Me: “We’d like your feedback to improve future care; will that be okay?”

Patient: “Sure!”

Me: *reads the first question*

Patient: “What? What was that?”

(I repeat it louder and clearer and he responds. The same thing happens for the next two questions.)

Patient: “Stop speaking so close into the microphone. You’re spitting and breaking up; I can hardly hear you!”

(I oblige and slightly adjust my mouthpiece so it’s slightly above my mouth, although since I hear some static on his end, I’m not sure if he’s correct that I’m “spitting.” This cycle continues a few more times, with him asking me to repeat, and me gradually moving my mouthpiece farther and farther up to the point where I wonder how he can hear me at all, especially since I have a hoarse throat today.)
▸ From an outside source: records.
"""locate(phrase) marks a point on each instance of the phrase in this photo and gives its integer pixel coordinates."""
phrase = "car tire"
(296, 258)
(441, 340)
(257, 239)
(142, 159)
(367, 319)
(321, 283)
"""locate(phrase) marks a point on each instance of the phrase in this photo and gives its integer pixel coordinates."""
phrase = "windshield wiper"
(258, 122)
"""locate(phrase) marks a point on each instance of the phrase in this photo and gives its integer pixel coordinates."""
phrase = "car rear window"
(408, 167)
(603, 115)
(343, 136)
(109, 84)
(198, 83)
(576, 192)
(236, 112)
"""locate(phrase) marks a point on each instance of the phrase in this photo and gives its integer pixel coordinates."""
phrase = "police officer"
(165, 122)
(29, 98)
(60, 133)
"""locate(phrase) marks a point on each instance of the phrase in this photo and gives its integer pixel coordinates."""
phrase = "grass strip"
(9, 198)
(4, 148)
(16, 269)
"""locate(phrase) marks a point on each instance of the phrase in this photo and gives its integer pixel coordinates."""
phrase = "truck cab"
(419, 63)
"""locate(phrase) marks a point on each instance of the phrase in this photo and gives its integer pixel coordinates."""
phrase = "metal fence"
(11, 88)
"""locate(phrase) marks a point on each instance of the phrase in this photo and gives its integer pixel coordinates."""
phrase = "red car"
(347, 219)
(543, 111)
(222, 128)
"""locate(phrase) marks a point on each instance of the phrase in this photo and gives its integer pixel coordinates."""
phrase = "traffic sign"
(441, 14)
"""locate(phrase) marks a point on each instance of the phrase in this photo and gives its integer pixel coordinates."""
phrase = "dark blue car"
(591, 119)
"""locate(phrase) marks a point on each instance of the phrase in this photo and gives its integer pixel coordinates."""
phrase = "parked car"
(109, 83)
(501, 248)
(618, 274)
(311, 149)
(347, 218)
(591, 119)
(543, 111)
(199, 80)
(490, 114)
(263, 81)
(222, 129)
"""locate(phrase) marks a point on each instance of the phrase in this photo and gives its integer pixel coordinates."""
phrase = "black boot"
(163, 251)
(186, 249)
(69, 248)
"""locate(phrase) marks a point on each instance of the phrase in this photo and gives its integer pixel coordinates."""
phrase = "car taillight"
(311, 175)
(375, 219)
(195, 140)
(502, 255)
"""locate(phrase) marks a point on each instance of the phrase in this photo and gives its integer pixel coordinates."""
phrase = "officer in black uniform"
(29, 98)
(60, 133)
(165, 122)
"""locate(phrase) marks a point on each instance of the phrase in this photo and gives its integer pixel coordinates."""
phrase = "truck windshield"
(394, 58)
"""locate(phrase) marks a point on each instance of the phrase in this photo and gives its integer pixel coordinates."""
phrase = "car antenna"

Me: *asks another question*

Patient: “You know, if you’re going to work on the phone, you should really get some phone skills! You shouldn’t be talking with your mouth so close to the phone!”

(Sick of straining my voice and fed up with his ridiculous assertions but trying to maintain professionalism and a friendly manner, I say:)

Me: “Sir, my microphone is at my eyes right now… so I’m definitely not talking into the phone. I apologize that you’re unable to hear me well.”

(Cue five seconds of silence.)

Patient: “Well, what was your question again?”

(The rest of the call proceeded smoother, although I did take to bending the microphone even further from my eyes when I had to repeat myself again. Crazy!)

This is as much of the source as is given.